The bank did not provide a signal of when it will start its rate hike cycle. In the previous meetings, it hinted that the first interest rate hike will come in 2024. In this week's meeting, the bank reiterated that it will be patient enough.
AUD/USD is trading a little higher on the day around 0.7130
The pair is keeping a modest bounce off support at the 0.7000 level so far this week. That owes much to improved risk sentiment in the past two days, though the mood is more mixed today.
As much as the aussie bounce is encouraging, I'm still not entirely convinced. Sure, a risk rally is a positive factor but the Fed-RBA divergence arguably plays a bigger role in my view. For learn every day forex market updates you can join a forex forum. Because, forex forum is a good place for learn more about forex.

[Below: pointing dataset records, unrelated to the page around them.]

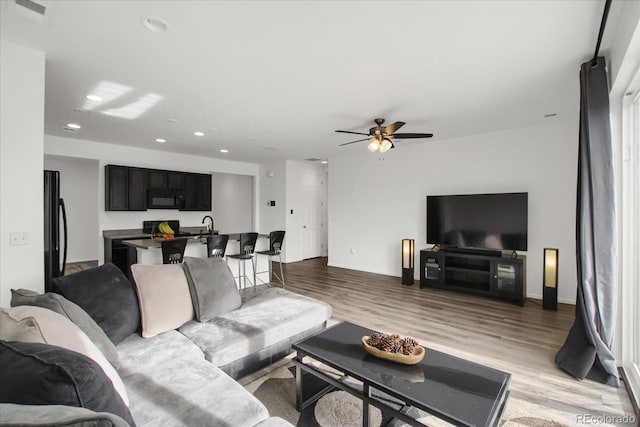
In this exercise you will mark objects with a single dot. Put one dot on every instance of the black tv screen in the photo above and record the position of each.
(486, 221)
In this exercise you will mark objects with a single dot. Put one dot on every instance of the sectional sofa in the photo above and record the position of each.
(170, 344)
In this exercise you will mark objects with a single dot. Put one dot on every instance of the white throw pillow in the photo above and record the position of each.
(57, 330)
(163, 297)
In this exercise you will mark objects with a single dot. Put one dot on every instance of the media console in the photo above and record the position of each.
(500, 277)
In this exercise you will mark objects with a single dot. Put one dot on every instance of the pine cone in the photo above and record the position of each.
(375, 339)
(408, 345)
(390, 343)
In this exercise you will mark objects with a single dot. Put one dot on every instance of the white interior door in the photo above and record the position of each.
(312, 223)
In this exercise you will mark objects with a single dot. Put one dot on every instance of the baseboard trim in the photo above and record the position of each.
(635, 399)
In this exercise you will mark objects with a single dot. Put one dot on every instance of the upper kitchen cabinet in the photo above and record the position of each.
(125, 188)
(197, 192)
(166, 180)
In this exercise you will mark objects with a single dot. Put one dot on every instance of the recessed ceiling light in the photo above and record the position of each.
(155, 24)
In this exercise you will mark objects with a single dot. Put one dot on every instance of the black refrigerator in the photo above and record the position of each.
(55, 229)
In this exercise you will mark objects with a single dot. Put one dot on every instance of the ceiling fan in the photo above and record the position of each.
(381, 138)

The markets have been pricing in the possibility for an eventual Fed liftoff in May 2022 amid worries about the persistent rise in inflationary pressures. Hence, the focus shifts to the release of the US CPI report on Friday, which will influence the Fed's policy outlook and provide a fresh directional impetus to the AUD/USD pair.
Source: fxstreet.com
In the meantime, the US bond yields will drive the USD demand and produce some short-term trading opportunities around the AUD/USD pair. Apart from this, traders will further take cues from geopolitical developments and the broader market risk sentiment amid absent relevant market moving economic releases from the US.
The U.S. Oct trade balance was in deficit by -$67.1 billion, wider than expectations of -$66.8 billion. Also, Q3 nonfarm productivity was unexpectedly revised lower to -5.2% (q/q annualized) from -5.0%, weaker than expectations of -4.9% and the biggest decline in more than 60 years. In addition, Oct consumer credit rose +$16.897 billion, weaker than expectations of +$25.000 billion.